Features ReproducibleBuilds Lead image: Lead Image © jaroonrat vitoosuwan , 123RF.com
Lead Image © jaroonrat vitoosuwan , 123RF.com
 

Verifying packages with Debian's ReproducibleBuilds

Identical Build

Debian's ReproducibleBuilds project helps you determine whether a binary package was actually built from the associated source code. By Daniel Stender

Open source software offers a big security benefit: Unlike proprietary software, anyone can view the source code, so in theory you know what you are installing. However, the overwhelming majority of users install prebuilt software packages provided by their Linux distributors. These users rely on system developers and package maintainers to ensure that the binary packages do not contain malicious code that deviates from the official source code.

The Debian ReproducibleBuilds project helps you verify that the package matches the source code and that no flaws have been introduced (Figure 1) [1].

If the build system is compromised, the binary package produced by it in the ReproducibleBuilds system has a different hash value (red entry).
Figure 1: If the build system is compromised, the binary package produced by it in the ReproducibleBuilds system has a different hash value (red entry).

Attack Scenarios

As a popular Linux distribution, Debian distributes its own software to a large number of users worldwide. The customers are not only private users, but also organizations, research institutions, and companies. This complex and decentralized software distribution system creates opportunities for attackers to foist malicious code onto unsuspecting users.

One obvious attack scenario is targeted manipulation of a DEB binary package. Past exploits like the OpenSSH bug CVE-2002-0083 [2] show that sometimes changing just one bit is sufficient to install a backdoor [3]. For sophisticated attacks, attackers could dump a kernel rootkit on a package maintainer's computer, which would then secretly change the code at build time.

Secure Binary Packages

The idea of making binary packages for Debian reproducible has existed since 2007 [4]. At first, the idea was met with little response until decisive impetus came from projects with high security requirements. For example, the Tor Project has pushed the development of reproducible package building [5].

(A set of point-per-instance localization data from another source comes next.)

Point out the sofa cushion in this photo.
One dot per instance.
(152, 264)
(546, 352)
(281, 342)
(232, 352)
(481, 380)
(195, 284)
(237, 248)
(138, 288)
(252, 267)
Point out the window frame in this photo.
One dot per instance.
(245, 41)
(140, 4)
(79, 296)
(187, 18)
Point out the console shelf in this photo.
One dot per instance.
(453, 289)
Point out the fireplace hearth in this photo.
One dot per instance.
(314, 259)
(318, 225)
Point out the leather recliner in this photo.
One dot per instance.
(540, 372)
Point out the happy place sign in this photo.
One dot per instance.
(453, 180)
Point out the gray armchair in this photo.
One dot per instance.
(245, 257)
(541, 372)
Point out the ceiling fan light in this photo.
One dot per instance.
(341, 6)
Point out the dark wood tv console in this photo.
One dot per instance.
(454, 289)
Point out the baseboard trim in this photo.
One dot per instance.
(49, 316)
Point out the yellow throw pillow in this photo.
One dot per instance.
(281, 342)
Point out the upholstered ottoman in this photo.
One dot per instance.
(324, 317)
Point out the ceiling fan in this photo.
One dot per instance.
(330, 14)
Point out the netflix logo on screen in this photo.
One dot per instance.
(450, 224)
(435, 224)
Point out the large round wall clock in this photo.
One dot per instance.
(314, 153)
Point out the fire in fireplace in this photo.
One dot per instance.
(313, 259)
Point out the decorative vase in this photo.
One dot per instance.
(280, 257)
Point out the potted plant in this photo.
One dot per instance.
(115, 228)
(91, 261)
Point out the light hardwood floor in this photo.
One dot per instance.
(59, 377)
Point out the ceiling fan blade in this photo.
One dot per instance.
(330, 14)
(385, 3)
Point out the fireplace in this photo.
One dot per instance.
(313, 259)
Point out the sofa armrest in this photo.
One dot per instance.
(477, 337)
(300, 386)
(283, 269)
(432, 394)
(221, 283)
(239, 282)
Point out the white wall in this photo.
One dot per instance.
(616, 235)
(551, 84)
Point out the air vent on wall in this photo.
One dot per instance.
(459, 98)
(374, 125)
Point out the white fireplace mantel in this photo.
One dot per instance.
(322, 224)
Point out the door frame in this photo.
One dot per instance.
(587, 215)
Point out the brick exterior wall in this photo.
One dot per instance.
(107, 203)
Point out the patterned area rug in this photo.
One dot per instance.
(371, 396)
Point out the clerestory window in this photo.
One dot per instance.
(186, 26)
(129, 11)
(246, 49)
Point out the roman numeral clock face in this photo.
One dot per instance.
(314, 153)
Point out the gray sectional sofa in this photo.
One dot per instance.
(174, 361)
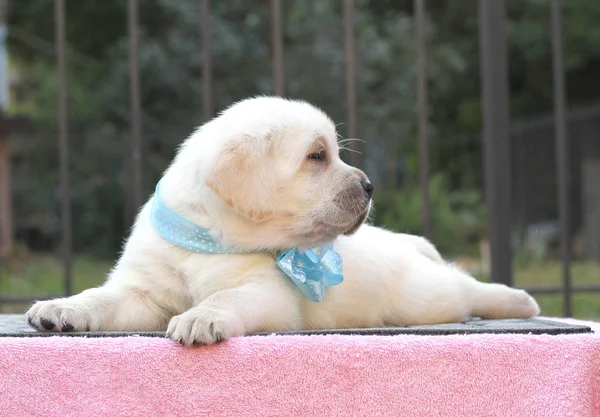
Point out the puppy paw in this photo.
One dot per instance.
(204, 326)
(61, 315)
(524, 304)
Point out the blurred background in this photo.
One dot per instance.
(462, 99)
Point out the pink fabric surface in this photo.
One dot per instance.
(475, 375)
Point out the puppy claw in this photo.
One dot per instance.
(203, 326)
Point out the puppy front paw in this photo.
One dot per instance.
(204, 326)
(61, 315)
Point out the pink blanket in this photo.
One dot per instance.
(475, 375)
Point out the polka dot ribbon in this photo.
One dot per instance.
(311, 270)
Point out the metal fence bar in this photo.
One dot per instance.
(562, 150)
(277, 35)
(350, 77)
(494, 79)
(206, 62)
(63, 142)
(136, 113)
(422, 95)
(560, 290)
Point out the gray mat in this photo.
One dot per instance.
(14, 325)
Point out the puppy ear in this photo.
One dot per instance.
(243, 179)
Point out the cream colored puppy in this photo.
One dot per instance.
(266, 175)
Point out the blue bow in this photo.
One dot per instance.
(311, 270)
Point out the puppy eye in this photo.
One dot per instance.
(318, 156)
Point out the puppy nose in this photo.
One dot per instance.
(367, 186)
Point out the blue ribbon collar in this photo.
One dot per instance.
(312, 270)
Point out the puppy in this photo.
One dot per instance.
(263, 177)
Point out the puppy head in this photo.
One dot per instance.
(276, 166)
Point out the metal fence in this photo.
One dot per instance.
(496, 125)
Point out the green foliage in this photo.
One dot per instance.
(171, 89)
(458, 217)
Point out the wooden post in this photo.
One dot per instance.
(6, 221)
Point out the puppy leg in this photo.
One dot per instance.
(497, 301)
(252, 307)
(425, 247)
(99, 309)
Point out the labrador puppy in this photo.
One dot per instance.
(264, 176)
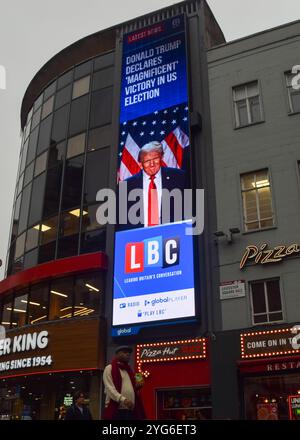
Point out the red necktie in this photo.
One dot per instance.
(152, 203)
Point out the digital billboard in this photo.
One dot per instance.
(153, 261)
(153, 275)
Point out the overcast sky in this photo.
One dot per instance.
(32, 31)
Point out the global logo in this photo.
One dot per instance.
(151, 253)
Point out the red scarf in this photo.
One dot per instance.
(111, 410)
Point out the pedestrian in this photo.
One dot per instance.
(123, 400)
(79, 410)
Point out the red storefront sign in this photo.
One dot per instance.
(171, 365)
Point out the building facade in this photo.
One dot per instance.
(57, 300)
(255, 129)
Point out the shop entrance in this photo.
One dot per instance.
(183, 404)
(48, 396)
(269, 397)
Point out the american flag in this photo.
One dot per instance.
(169, 126)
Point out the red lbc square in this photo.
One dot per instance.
(134, 257)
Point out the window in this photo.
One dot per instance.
(99, 138)
(257, 200)
(78, 117)
(103, 78)
(19, 310)
(32, 145)
(47, 107)
(52, 191)
(40, 164)
(44, 136)
(60, 122)
(81, 87)
(63, 96)
(61, 299)
(32, 238)
(20, 244)
(266, 302)
(96, 176)
(247, 104)
(101, 107)
(88, 295)
(73, 183)
(76, 145)
(6, 311)
(36, 206)
(293, 94)
(38, 303)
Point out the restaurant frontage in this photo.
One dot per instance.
(177, 379)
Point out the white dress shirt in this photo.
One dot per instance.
(146, 183)
(127, 391)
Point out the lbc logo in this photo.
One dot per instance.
(152, 252)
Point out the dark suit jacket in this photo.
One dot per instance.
(171, 178)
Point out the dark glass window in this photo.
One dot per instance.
(89, 221)
(24, 208)
(69, 229)
(20, 245)
(44, 136)
(36, 207)
(68, 246)
(65, 79)
(47, 252)
(101, 107)
(83, 69)
(15, 224)
(32, 237)
(6, 311)
(38, 103)
(19, 311)
(49, 90)
(32, 145)
(40, 163)
(20, 184)
(63, 96)
(103, 78)
(78, 117)
(57, 153)
(38, 303)
(47, 107)
(104, 61)
(61, 299)
(28, 175)
(99, 138)
(52, 192)
(88, 295)
(36, 118)
(69, 224)
(30, 259)
(48, 230)
(76, 145)
(73, 183)
(93, 241)
(96, 176)
(60, 122)
(24, 156)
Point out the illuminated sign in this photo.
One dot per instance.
(154, 109)
(268, 343)
(170, 351)
(153, 275)
(22, 343)
(294, 407)
(232, 289)
(261, 255)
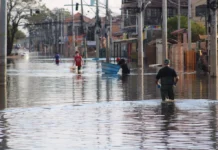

Since the Snowden revelations, significantly more users are interested in security gains offered by this approach. Bitcoin developers, for example, have a vested interest in safeguarding the money market software that distributes the virtual currency to users.

Matching Builds

If you want to identify manipulations by tracking different package build results, the first step is to ensure that the build process always produces identical packages. This is not the case in general. Instead, two binaries built from the same source code may often differ for several reasons [6].

For example, the packets generated here change when developers build on different machines. Or, the build process has a different timestamp in the header of the gzip archives it generates, or in the man pages created using the docbook-to-man tool. The program documentation contains timestamps, for example, as do HTML pages made by Doxygen [7] or PDF documents built with LaTeX [8].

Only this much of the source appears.